Bradel Bookwork – Opening Lines · 11:19pm Apr 13th, 2016

Well, I'll say this: I'm less dead than I look.

Anyway, today I'd like to take a moment to talk about opening lines. We've got an Original Short Story Writeoff finishing up this evening.[1] I've spent a lot of the last week reading and reviewing, and beginning some revisions on an original story of my own. Going through this month's Writeoff entries, though, got me thinking about one of my favorite topics in fiction—and one it seems I've never blogged about before—opening lines.

When I write a story review for the Writeoff, the first thing I always do is comment on the quality of the hook—the first few lines of the story, where so many things get set into motion for the reader. In my mind, a hook should be polished to a mirror shine. I often form my impression of a story in the first few lines; if it takes you more than 250 words to catch my interest, you've probably irrevocably lost me.

No, I take that back. I like to say that, but the truth is far more brutal. If you don't catch me in your first 100 words or less, I'm prepared to write your story off. I have a busy life—and no intrinsic responsibility to read your story, or to give it a "fair shake", or anything else. If you don't convince me that you've got something I'll enjoy in the first few seconds I'm looking at your work, I'm done.[2]

Now Bad Horse posted a blog on this topic a little over three years ago, though he's characteristically terse in his discussion. He has, unfortunately, already used many of the great examples from literature. I will attempt to avoid these examples as much as I can, because I am not a filthy plagiarist. I may reserve the right to take a couple, though, because I am a card-carrying member of the Evil League of Evil.

I think what I'd like to do here is to propose a thought experiment (and use some fancy bbcode features). I'm going to put two opening lines side by side, and I'm going to ask you guys to think about which story you would choose to read if you could pick only one.[3] I'll put my own thoughts at the end, though I'll hide them behind spoilerblack so you can think in peace without reading what I've written.

As usual, I'll be thinking about my six core elements of fiction while I consider these: prose, tone, character, setting, plot, and theme. You might want to make a list for yourself of the things you care about in a story, too, before we get started.

* * *

Let's start with an easy one:

Everything starts somewhere, although many physicists disagree.

– Terry Pratchett, Hogfather (1996)

This is a story about magic and where it goes and perhaps more importantly where it comes from and why, although it doesn't pretend to answer all or any of these questions.

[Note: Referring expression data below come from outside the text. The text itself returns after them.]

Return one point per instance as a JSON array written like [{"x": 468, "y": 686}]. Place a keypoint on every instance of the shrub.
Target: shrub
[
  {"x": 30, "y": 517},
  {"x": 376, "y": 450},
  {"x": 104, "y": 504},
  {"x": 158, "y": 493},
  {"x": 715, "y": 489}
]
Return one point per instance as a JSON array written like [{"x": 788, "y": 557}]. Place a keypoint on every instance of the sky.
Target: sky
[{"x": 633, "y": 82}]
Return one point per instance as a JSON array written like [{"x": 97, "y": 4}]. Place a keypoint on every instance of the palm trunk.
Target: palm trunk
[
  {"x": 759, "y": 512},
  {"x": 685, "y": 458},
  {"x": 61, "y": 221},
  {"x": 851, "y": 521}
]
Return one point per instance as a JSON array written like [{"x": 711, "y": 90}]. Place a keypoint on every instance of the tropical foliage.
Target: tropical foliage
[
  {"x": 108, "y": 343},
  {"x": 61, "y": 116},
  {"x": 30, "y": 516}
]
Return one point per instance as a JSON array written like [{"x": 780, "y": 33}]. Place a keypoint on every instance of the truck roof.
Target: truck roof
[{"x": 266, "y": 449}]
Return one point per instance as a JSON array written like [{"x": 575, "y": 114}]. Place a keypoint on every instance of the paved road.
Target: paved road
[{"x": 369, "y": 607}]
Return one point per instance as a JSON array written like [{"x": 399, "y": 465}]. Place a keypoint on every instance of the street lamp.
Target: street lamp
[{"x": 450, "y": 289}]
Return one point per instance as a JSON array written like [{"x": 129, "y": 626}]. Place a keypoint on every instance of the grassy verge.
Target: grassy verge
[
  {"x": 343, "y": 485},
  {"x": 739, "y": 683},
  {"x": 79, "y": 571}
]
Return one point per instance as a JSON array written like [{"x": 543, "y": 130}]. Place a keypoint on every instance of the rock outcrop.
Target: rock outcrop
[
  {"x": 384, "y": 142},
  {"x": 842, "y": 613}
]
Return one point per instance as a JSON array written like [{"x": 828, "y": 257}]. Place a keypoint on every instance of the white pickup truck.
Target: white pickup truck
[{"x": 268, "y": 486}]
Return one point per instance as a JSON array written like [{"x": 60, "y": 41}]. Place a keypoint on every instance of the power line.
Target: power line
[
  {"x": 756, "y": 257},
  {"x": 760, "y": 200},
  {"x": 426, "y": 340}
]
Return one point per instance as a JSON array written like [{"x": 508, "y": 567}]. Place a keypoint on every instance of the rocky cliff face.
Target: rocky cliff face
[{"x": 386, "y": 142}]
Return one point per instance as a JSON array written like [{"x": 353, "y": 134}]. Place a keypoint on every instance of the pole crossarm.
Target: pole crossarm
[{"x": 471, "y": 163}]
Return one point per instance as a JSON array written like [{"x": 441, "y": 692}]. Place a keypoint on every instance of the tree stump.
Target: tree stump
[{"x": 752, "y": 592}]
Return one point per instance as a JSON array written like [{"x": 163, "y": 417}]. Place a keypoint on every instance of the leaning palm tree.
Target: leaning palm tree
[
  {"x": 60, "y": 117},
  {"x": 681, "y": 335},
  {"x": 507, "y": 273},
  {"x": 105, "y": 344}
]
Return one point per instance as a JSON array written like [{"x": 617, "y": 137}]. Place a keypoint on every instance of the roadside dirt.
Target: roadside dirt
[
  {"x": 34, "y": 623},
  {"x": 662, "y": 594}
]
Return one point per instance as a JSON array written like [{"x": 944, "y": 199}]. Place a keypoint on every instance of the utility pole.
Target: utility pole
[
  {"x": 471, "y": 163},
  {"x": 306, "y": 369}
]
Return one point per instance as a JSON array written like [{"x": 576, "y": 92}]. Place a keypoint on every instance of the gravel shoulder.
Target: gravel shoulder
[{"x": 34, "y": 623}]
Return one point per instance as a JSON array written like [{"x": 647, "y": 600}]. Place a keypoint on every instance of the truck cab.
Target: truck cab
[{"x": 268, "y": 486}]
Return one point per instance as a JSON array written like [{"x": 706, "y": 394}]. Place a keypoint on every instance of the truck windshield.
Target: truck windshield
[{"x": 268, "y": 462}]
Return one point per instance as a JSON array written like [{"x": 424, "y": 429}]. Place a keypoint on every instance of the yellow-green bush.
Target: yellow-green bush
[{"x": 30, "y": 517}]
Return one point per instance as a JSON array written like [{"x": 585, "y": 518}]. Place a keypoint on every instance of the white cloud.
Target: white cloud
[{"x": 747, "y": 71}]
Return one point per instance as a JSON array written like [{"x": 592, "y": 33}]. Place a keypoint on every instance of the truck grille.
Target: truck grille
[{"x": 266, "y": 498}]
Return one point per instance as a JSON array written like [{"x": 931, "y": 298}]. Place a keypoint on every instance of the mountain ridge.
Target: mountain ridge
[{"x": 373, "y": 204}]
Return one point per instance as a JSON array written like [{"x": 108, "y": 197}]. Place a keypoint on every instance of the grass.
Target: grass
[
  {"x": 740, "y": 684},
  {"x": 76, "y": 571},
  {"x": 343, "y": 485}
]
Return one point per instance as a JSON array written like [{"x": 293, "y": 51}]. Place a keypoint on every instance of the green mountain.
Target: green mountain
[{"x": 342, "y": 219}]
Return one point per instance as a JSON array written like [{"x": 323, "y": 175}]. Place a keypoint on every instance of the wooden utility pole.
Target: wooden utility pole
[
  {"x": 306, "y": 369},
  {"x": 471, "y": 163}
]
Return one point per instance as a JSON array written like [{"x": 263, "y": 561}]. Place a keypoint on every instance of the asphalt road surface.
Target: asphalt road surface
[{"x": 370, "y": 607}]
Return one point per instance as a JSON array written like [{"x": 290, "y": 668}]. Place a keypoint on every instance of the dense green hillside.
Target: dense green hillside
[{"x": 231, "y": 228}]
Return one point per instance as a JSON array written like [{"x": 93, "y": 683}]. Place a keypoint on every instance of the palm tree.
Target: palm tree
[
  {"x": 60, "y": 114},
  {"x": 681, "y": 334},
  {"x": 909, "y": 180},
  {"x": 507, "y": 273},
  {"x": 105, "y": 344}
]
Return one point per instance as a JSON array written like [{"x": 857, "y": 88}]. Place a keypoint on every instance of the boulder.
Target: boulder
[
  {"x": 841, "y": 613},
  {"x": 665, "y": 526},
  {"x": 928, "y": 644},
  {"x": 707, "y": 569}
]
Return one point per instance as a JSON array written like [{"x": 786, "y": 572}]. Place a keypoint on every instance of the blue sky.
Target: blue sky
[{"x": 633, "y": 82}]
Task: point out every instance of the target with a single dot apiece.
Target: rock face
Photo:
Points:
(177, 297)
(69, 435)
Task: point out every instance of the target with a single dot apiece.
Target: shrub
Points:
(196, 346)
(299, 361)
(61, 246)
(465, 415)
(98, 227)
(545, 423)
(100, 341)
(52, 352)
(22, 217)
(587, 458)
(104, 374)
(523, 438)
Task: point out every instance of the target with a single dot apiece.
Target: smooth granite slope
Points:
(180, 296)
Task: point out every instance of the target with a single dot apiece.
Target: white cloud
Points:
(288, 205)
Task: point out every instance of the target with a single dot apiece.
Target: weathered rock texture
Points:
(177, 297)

– Terry Pratchett, Equal Rites (1987)

This is a clear choice to me. The opening to Hogfather doesn't give as much information about the story's contents, but it's strong on prose and tone. It's punchy and funny, and it tells the reader to expect a discursive comic novel. I think it's one of the best one-sentence summaries of what to expect from Pratchett. Equal Rites is a well-respected book, but it's nearly a decade older than Hogfather. Pratchett had a lot of time to hone his craft (and a lot of practice doing so) between these two novels.

Decision: Hogfather, on points.

* * *

On the subject of British authors with a fondness for nonsense:

Alice was beginning to get very tired of sitting by her sister on the bank, and of having nothing to do; once or twice she had peeped into the book her sister was reading, but it had no pictures or conversations in it, "and what is the use of a book," thought Alice, "without pictures or conversations?"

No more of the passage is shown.